The survey asked those planning to buy or rent a property if they were having to use their savings that were intended for a rental or purchase deposit in order to get by financially in the current climate.

So far, 56% of people stated that they were yet to do so and that their savings pot remained intact at least for the time being.

However, the current pandemic and resulting lockdown have caused financial problems for 44% of people, forcing them to use money otherwise allocated for a rental or property deposit.

Those looking to accumulate a rental deposit were predictably worse off in this respect, with 31% of those asked dipping into money saved to secure a rental property – the average cost of which currently sits as high as 1,065.

While the cost of borrowing currently remains favourable for UK homebuyers, the initial high cost of securing a mortgage at 10% of the average UK house price is currently over £23,033.

The research found that 16% of those attempting to overcome this financial obstacle of homeownership were now relying on their hard saved deposit during the current lockdown.

With only a glimpse of an end to the lockdown announced so far, it’s likely that many more may have to start relying on these savings for day to day living rather than renting or buying.

Co-founder of Ome, Matthew Hooker, who conducted the research, commented: “It’s reassuring to see that the majority of people are yet to dip into their hard-earned savings pot in order to get by in the current crisis.
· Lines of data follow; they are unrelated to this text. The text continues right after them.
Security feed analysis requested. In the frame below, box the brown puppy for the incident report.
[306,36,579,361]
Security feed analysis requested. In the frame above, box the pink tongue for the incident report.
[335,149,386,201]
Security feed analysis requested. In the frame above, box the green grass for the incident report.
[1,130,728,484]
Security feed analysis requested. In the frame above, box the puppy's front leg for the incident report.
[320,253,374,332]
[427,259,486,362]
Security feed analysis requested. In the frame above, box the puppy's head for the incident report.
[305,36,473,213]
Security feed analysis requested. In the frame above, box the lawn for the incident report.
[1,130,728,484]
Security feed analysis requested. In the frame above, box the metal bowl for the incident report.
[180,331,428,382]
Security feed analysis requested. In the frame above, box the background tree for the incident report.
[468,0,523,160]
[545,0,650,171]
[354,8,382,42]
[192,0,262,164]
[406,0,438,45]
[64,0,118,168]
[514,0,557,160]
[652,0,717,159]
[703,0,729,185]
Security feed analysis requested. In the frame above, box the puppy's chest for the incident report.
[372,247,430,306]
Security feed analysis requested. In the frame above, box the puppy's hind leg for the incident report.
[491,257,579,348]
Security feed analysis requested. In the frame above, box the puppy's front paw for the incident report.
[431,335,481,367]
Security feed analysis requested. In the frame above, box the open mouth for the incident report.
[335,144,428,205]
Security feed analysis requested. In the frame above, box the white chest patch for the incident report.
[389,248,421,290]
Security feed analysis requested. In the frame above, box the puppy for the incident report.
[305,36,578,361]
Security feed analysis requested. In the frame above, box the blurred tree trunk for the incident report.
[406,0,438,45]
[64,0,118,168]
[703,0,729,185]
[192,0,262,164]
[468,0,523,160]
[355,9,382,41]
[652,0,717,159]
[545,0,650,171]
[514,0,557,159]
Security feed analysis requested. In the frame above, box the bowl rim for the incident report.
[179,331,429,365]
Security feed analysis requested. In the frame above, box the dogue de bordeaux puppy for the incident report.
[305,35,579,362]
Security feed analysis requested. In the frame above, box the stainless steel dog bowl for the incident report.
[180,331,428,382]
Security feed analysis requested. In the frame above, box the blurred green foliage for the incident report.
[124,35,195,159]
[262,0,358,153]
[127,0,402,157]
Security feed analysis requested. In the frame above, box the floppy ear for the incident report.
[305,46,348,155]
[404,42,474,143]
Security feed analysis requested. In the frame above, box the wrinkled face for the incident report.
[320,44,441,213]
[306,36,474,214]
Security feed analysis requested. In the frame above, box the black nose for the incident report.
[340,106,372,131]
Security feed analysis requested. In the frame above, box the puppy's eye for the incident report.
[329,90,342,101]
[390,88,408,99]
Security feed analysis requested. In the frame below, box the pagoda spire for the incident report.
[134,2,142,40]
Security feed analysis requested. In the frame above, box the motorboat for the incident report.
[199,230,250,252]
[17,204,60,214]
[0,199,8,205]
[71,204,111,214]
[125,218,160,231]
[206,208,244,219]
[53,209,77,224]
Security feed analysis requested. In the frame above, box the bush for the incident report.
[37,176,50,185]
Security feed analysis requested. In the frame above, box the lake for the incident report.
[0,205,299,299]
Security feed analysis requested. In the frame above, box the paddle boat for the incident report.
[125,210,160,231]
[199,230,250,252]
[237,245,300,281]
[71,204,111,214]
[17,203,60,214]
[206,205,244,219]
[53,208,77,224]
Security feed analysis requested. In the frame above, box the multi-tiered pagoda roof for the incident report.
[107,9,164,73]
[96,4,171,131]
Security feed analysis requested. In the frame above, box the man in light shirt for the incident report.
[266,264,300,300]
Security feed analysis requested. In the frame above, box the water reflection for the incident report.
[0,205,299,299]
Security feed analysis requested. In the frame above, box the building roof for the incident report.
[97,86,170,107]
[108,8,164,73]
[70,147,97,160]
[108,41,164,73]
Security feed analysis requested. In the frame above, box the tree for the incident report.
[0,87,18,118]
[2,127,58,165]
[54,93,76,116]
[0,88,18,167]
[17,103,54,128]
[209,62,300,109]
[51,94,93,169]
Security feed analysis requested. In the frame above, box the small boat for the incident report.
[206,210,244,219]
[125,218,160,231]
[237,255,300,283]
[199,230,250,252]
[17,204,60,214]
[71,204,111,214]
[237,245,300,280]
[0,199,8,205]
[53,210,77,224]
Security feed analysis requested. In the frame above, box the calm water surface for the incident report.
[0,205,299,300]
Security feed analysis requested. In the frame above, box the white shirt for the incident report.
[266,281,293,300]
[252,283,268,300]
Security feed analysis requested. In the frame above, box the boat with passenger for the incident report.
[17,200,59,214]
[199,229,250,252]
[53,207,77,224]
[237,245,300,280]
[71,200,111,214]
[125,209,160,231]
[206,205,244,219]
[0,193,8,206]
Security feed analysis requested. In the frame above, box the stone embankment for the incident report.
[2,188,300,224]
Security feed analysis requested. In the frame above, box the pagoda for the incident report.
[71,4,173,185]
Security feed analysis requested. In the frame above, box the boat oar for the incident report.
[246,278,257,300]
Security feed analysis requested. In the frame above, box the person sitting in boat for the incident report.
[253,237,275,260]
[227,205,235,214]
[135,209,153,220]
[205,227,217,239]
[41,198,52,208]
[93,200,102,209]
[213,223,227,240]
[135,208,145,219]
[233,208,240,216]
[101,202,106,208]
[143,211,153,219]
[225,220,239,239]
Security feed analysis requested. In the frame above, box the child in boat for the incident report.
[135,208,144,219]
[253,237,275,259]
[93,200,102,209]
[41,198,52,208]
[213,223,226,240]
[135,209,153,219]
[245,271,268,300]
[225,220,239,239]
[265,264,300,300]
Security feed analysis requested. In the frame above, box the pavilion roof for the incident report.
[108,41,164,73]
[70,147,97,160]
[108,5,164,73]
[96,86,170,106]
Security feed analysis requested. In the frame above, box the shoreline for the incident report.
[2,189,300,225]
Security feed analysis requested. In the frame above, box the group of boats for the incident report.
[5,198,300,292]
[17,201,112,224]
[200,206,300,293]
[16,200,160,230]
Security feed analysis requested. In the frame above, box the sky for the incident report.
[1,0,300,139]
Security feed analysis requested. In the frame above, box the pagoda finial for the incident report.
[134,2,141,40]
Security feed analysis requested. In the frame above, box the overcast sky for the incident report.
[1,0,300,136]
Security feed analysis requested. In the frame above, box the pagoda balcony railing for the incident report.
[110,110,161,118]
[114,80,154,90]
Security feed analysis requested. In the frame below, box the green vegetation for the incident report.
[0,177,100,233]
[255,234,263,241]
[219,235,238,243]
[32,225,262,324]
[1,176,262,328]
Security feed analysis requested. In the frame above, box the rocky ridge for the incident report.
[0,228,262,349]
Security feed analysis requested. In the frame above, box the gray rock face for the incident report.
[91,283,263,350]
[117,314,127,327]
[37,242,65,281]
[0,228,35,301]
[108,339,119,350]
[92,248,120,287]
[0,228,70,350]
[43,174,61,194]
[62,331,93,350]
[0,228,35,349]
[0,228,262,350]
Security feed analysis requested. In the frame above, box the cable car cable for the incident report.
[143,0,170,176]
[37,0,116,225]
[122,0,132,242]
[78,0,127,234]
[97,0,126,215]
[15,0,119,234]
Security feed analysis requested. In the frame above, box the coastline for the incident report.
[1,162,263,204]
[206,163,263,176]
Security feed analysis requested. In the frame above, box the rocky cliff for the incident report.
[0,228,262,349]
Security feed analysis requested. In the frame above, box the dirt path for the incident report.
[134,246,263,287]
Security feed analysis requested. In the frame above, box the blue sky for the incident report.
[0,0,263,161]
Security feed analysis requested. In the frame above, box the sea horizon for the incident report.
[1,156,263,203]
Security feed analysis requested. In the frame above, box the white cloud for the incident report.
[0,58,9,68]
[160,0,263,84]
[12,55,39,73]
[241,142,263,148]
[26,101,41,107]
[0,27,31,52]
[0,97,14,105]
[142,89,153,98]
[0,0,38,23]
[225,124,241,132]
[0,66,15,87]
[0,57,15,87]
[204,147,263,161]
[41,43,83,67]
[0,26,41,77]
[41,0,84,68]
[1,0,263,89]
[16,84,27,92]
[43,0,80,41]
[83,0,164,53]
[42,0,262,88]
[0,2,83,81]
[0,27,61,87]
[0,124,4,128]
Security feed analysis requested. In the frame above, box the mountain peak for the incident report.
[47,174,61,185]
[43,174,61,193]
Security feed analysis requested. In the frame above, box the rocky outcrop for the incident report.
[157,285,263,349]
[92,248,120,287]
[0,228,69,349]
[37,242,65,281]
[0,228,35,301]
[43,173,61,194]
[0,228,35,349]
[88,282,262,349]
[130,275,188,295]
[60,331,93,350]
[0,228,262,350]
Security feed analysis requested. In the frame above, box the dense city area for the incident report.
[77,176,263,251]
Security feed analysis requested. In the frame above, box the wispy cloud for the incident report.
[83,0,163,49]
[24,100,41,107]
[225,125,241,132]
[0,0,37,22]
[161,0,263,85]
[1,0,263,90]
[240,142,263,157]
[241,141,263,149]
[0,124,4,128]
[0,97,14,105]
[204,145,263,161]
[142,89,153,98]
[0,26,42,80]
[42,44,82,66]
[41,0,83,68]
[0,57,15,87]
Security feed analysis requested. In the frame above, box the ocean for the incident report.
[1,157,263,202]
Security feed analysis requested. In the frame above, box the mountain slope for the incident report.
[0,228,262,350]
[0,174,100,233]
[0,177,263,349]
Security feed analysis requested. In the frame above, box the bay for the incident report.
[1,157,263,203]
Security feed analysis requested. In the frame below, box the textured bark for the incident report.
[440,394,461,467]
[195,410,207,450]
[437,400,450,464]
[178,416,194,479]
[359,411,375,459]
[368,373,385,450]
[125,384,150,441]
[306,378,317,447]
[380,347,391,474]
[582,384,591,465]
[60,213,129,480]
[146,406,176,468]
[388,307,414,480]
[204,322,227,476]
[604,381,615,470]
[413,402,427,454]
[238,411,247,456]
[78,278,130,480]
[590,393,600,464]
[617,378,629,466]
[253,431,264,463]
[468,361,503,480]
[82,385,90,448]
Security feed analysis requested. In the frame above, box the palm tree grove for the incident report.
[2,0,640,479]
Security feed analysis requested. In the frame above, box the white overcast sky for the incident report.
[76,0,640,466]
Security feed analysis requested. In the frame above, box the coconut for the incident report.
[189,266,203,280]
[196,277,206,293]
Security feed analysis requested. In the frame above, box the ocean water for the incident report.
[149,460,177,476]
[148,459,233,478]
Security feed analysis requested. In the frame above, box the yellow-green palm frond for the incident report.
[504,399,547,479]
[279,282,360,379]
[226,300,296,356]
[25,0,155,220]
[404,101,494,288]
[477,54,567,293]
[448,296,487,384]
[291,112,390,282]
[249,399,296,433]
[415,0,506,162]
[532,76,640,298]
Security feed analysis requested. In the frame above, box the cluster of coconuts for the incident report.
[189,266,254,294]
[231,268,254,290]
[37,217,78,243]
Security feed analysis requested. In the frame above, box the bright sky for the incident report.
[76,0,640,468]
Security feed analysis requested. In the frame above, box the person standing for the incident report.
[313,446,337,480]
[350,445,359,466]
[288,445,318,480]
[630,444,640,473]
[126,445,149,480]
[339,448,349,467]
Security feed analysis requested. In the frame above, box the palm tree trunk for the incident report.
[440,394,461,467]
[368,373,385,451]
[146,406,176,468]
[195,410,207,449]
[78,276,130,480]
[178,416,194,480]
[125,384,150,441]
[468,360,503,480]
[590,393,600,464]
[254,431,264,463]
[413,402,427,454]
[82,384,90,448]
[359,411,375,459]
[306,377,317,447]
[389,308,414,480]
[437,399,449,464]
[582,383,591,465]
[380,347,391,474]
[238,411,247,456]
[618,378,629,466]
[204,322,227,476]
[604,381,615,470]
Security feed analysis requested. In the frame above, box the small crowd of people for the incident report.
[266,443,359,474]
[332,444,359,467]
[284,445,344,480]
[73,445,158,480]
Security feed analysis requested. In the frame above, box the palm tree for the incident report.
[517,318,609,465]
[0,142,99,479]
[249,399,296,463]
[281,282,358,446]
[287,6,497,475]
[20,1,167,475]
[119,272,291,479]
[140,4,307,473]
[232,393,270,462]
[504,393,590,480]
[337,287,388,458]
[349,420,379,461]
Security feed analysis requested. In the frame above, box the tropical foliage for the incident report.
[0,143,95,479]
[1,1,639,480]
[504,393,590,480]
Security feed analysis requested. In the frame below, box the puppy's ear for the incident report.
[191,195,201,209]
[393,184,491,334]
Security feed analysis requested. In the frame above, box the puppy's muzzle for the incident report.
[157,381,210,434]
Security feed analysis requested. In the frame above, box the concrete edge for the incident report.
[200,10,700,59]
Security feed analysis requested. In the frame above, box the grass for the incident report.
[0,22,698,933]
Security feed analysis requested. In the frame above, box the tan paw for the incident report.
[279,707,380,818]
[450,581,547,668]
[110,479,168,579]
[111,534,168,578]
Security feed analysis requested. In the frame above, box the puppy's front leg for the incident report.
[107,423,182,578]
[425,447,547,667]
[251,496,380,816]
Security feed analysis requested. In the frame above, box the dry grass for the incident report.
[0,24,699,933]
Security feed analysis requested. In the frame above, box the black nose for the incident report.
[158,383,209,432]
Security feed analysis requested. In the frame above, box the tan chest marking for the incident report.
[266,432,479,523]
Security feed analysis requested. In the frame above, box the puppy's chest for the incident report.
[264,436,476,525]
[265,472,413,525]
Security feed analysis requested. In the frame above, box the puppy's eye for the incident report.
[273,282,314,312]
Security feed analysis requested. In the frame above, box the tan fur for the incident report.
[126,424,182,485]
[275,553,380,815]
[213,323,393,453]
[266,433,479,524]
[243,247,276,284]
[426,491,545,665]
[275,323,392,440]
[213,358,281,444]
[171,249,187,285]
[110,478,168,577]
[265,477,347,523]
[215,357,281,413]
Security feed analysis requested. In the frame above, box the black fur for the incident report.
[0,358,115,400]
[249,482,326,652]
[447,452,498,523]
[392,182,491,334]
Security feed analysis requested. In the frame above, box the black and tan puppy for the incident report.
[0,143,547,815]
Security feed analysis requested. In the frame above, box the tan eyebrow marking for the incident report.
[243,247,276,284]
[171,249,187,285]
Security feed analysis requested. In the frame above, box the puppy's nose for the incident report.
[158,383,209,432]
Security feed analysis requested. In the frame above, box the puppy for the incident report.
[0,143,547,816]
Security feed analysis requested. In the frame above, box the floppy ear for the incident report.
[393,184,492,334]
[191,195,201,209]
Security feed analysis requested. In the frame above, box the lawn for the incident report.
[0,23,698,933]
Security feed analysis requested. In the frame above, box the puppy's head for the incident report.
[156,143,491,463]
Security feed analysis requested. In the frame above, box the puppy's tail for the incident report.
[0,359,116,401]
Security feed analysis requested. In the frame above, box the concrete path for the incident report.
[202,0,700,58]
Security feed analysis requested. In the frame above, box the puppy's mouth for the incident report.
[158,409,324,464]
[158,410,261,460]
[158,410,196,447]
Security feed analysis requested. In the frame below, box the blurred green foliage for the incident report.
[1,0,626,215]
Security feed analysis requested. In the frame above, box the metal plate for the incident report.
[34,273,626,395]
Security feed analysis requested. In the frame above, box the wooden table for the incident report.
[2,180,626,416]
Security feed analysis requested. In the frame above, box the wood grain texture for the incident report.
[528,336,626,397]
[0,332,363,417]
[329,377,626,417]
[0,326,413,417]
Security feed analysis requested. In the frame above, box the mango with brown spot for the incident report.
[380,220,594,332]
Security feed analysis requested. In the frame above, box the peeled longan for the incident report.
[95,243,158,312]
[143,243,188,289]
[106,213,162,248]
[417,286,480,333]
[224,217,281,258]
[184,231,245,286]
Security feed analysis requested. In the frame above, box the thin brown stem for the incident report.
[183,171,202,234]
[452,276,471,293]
However, for a vast number of people, the financial trouble caused by the current pandemic has seen them already relying on these savings.

Most of these are existing or potential tenants looking to accumulate a rental deposit and this comes as no surprise, as renting is becoming more of a lifestyle choice yet can often be as financially stretching as homeownership.

The consequence of this is that many will now have to defer their move until such time they’ve accumulated the savings lost to lockdown survival and as a result, both the rental and sales markets will take longer to return to full strength.

The other worrying factor is that a rental deposit, while sizeable, is lower than that of a property purchase and for those struggling, it may only tide them over for a month, maybe two at best. This suggests that come next month when the bills are due, many more existing and prospective tenants could hit real financial hardship with little or no savings left to rely on.”